New findings from Kirabo and colleagues published in the journal Hypertension shed light on a key question: how sodium enters immune cells, where it then promotes salt-sensitive hypertension and renal inflammation.

Overconsuming Salt

For the average adult, the American Heart Association recommends limiting daily sodium intake to a maximum of 2,300 milligrams, with the ideal target being 1,500 milligrams.

“Only about 10 percent of the population is following this recommendation,” Kirabo said. On average, Americans consume 3,400 milligrams of sodium a day, and over 70 percent of that comes from the consumption of packaged and prepared food.

“One of the problems with a lot of salt intake is the condition called salt sensitivity, which is when your blood pressure increases every time you eat salt and it decreases when you restrict salt intake,” Kirabo explained. “Salt sensitivity affects about 50 percent of hypertensive people and about 25 percent of normotensive people.”

Salt, Inflammation and Hypertension

Kirabo and colleagues have previously shown that salt enters antigen-presenting cells through a specific channel, the epithelial sodium channel (ENaC), causing harmful, immunogenic isolevuglandin-protein adducts.

“Isolevuglandins are very toxic and very reactive. They adduct to our own cell’s proteins, which the antigen-presenting cells then present to T cells as antigens, creating an autoimmune-like state,” Kirabo said. “On top of that, these antigen-presenting cells that contain isolevuglandin-protein adducts cause T cells to produce cytokines that are known to promote hypertension.”

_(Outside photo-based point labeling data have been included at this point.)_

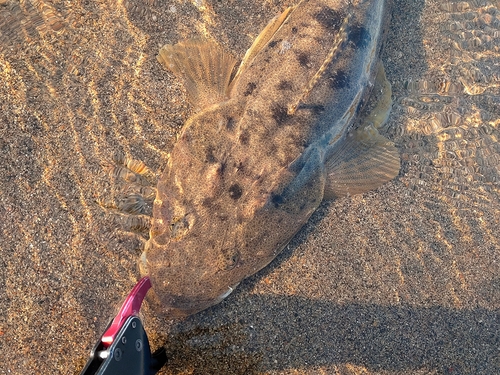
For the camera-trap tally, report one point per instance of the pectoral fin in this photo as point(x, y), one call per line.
point(203, 66)
point(361, 161)
point(261, 41)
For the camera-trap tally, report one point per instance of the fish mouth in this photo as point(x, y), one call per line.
point(187, 307)
point(143, 265)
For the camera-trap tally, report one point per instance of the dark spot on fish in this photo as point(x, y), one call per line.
point(230, 258)
point(279, 113)
point(250, 87)
point(230, 123)
point(277, 200)
point(239, 167)
point(359, 36)
point(209, 155)
point(329, 18)
point(285, 85)
point(207, 202)
point(303, 60)
point(235, 191)
point(273, 43)
point(339, 80)
point(244, 138)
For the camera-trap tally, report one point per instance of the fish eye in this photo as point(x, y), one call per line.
point(179, 227)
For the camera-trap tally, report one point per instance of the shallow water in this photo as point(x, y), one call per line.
point(402, 280)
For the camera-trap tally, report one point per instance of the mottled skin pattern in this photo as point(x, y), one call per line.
point(247, 173)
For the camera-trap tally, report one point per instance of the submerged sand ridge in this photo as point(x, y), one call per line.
point(400, 280)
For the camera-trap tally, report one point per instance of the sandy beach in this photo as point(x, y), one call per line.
point(401, 280)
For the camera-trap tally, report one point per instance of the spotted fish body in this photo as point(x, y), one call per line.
point(267, 146)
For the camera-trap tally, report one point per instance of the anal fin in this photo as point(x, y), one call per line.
point(203, 66)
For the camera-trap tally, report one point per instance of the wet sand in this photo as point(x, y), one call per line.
point(401, 280)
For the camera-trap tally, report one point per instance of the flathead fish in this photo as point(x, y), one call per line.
point(269, 143)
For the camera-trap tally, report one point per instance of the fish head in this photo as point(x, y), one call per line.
point(193, 255)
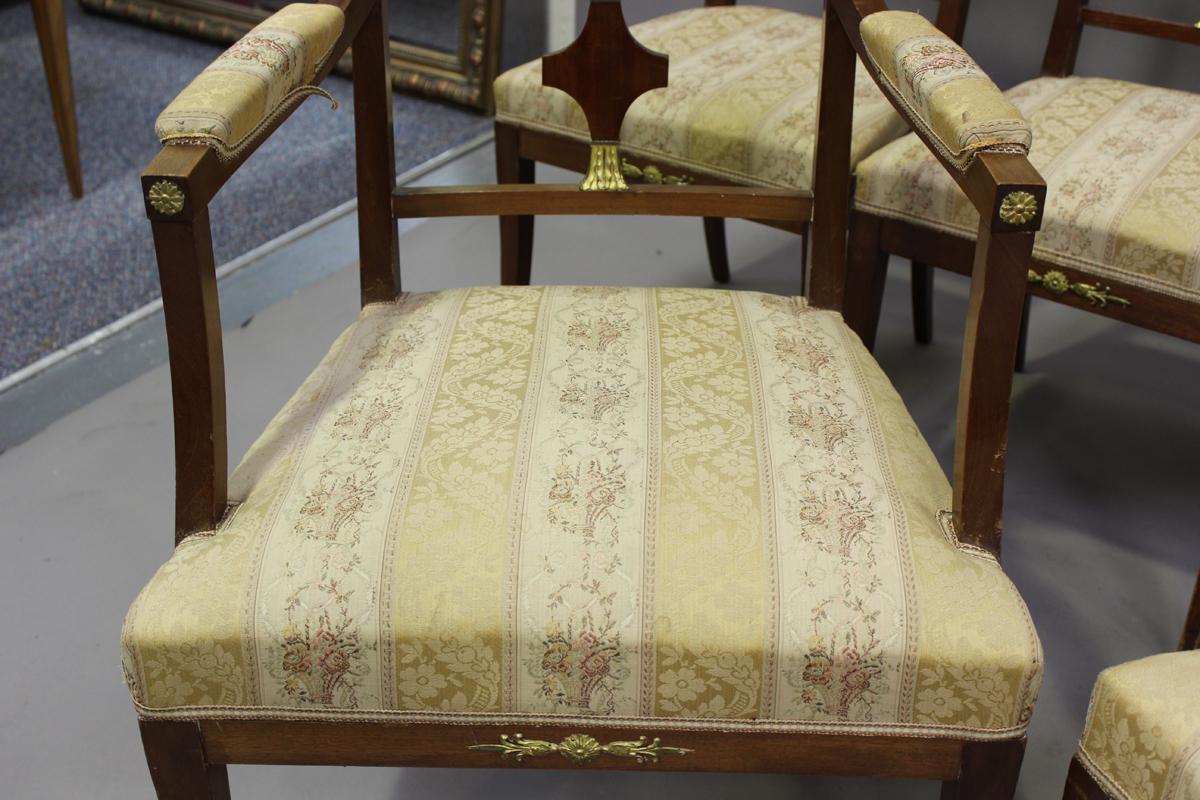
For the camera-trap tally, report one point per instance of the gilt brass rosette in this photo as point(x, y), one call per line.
point(604, 169)
point(166, 198)
point(1056, 283)
point(581, 749)
point(1018, 208)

Kirabo’s latest study reports that expression and assembly of ENaC on antigen-presenting cells is regulated by the salt-sensing kinase SGK1. Antigen-presenting cells treated with high salt exhibited increased expression of ENaC in an SGK1-dependent manner. Mice lacking SGK1 in antigen-presenting cells developed blunted hypertension during high salt feeding and were protected from renal inflammation and endothelial dysfunction.

Targeting the Pathway

Kirabo is excited by the various avenues for targeting this pathway, although she is not convinced SGK1 is an ideal drug target given sodium’s critical role in the body. “If you target SGK1, we see a danger of hyponatremia.”

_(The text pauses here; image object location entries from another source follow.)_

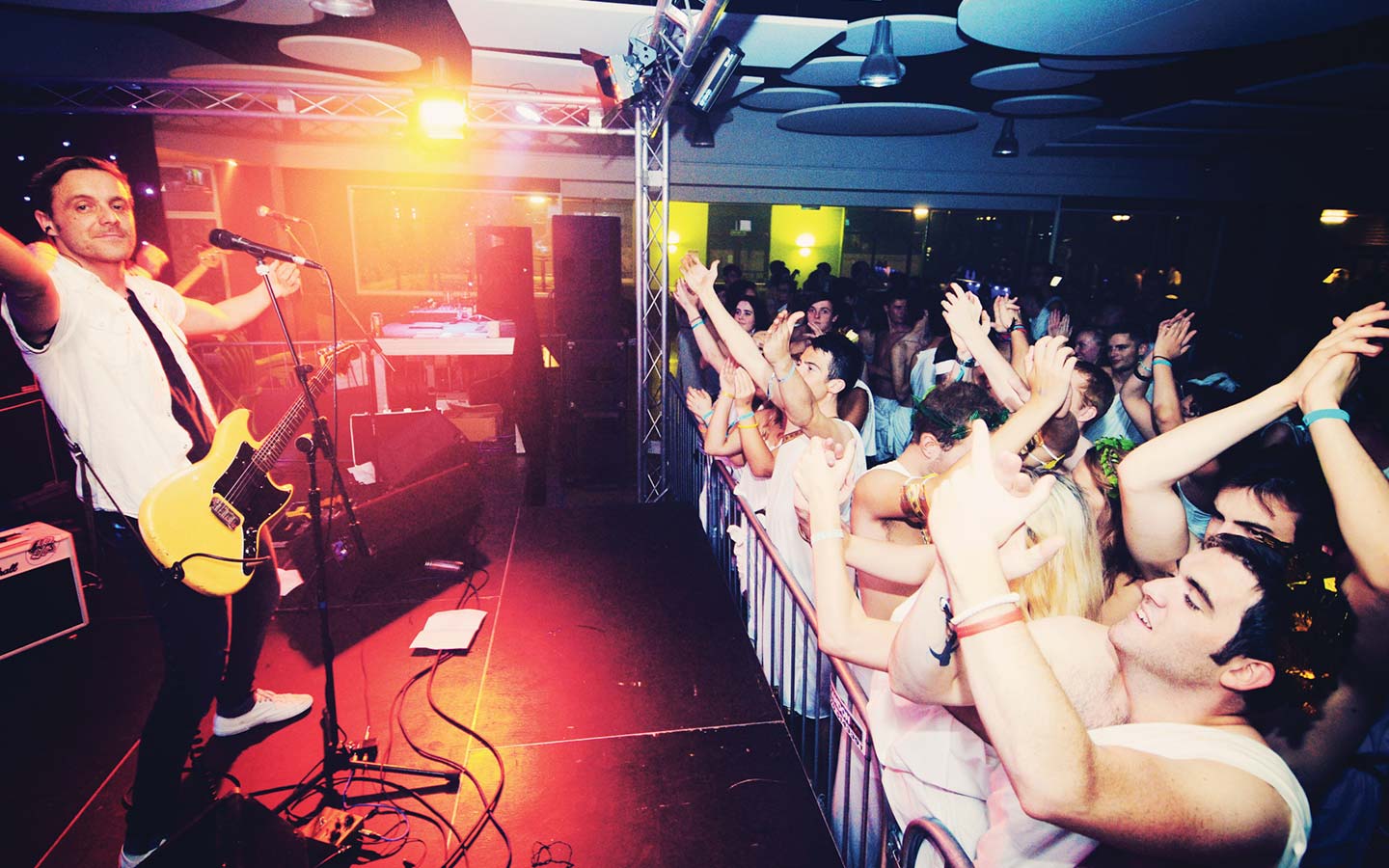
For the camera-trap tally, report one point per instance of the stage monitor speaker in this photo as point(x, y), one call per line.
point(505, 286)
point(587, 274)
point(407, 445)
point(237, 832)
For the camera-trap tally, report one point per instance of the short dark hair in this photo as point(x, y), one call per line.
point(1294, 480)
point(846, 360)
point(41, 183)
point(949, 409)
point(1299, 627)
point(1099, 388)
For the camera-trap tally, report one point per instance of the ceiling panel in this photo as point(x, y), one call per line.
point(1152, 27)
point(1353, 85)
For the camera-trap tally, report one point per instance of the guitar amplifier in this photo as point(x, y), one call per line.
point(41, 587)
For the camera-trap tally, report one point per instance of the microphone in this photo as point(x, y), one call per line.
point(280, 215)
point(228, 240)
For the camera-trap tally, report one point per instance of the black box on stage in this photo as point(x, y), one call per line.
point(41, 587)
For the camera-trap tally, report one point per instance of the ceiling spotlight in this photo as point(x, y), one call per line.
point(881, 67)
point(1007, 144)
point(344, 9)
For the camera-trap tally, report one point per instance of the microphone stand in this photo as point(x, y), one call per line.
point(338, 756)
point(374, 349)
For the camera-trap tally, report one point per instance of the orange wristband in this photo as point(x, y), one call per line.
point(988, 624)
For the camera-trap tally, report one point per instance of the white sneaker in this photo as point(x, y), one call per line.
point(270, 709)
point(131, 861)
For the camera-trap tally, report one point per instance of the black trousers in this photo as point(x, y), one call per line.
point(199, 665)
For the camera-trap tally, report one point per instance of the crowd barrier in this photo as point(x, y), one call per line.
point(824, 703)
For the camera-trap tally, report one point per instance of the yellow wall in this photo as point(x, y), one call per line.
point(826, 224)
point(689, 220)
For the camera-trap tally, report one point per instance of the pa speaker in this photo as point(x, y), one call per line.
point(587, 274)
point(505, 287)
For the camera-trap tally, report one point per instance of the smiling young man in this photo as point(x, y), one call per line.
point(1186, 776)
point(107, 347)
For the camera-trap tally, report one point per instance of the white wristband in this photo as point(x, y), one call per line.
point(974, 610)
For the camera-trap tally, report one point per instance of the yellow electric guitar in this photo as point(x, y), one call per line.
point(204, 521)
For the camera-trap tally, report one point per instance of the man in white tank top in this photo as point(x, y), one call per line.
point(1187, 778)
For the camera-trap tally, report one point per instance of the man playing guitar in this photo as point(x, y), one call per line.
point(107, 347)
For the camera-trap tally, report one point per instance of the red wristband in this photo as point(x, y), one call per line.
point(988, 624)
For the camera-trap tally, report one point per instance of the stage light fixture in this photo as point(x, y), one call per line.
point(881, 67)
point(700, 131)
point(619, 78)
point(344, 9)
point(723, 60)
point(1007, 144)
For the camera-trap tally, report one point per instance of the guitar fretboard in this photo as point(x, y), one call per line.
point(278, 439)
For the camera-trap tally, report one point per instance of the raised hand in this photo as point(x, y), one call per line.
point(972, 507)
point(824, 470)
point(1174, 337)
point(1351, 335)
point(744, 391)
point(726, 376)
point(1004, 314)
point(776, 349)
point(1329, 385)
point(685, 297)
point(285, 278)
point(1050, 365)
point(699, 278)
point(697, 401)
point(1059, 324)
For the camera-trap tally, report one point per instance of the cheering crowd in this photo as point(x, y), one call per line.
point(1104, 605)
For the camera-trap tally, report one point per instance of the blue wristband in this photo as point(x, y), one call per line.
point(1332, 413)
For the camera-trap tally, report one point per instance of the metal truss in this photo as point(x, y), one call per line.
point(653, 272)
point(317, 110)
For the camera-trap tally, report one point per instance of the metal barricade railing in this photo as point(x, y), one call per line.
point(823, 701)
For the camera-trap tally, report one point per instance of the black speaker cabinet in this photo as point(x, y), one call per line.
point(587, 274)
point(505, 286)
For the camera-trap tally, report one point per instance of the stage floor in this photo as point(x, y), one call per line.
point(612, 672)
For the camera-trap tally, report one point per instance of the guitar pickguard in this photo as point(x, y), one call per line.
point(245, 496)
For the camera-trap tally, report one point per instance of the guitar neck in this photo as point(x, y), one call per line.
point(278, 439)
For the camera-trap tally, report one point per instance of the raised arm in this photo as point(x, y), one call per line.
point(739, 343)
point(28, 292)
point(1155, 523)
point(1126, 798)
point(969, 324)
point(843, 628)
point(699, 327)
point(203, 318)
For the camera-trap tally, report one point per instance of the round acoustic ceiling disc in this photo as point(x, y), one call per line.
point(880, 120)
point(259, 72)
point(347, 53)
point(788, 98)
point(912, 35)
point(1047, 104)
point(828, 72)
point(1025, 76)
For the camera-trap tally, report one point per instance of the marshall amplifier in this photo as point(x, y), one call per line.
point(41, 587)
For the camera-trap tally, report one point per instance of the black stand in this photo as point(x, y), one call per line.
point(338, 757)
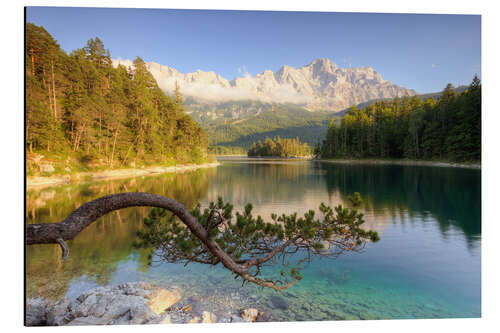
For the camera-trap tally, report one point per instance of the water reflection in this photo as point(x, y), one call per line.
point(98, 249)
point(429, 220)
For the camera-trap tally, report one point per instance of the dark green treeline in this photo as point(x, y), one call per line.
point(448, 128)
point(78, 104)
point(279, 147)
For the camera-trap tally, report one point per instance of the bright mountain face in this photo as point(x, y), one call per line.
point(321, 85)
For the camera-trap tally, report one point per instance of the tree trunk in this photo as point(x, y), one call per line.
point(54, 89)
point(58, 233)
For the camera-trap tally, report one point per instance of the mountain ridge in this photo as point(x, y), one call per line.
point(319, 85)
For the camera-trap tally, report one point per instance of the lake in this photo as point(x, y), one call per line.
point(426, 265)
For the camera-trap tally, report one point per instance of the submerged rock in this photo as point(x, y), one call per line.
point(36, 312)
point(250, 314)
point(129, 303)
point(208, 317)
point(279, 302)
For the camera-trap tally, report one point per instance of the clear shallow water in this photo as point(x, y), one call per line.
point(426, 265)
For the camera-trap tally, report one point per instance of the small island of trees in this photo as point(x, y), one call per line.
point(279, 147)
point(447, 129)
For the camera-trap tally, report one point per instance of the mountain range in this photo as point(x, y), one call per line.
point(320, 85)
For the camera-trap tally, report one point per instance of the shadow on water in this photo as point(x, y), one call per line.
point(451, 195)
point(395, 278)
point(98, 249)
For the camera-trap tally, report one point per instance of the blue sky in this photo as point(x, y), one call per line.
point(422, 52)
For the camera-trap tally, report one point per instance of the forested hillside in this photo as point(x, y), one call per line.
point(447, 128)
point(284, 120)
point(82, 110)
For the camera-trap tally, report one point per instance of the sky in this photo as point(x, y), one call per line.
point(422, 52)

Other therapeutic approaches might target the newly discovered mechanism in other ways.

“We could prevent entry of salt into antigen presenting cells by targeting ENaC.”

“We could potentially scavenge isolevuglandins. Or we could prevent entry of salt into antigen-presenting cells by targeting ENaC,” Kirabo said. “ENaC is an amiloride-sensitive channel, and amiloride is already an FDA-approved drug.”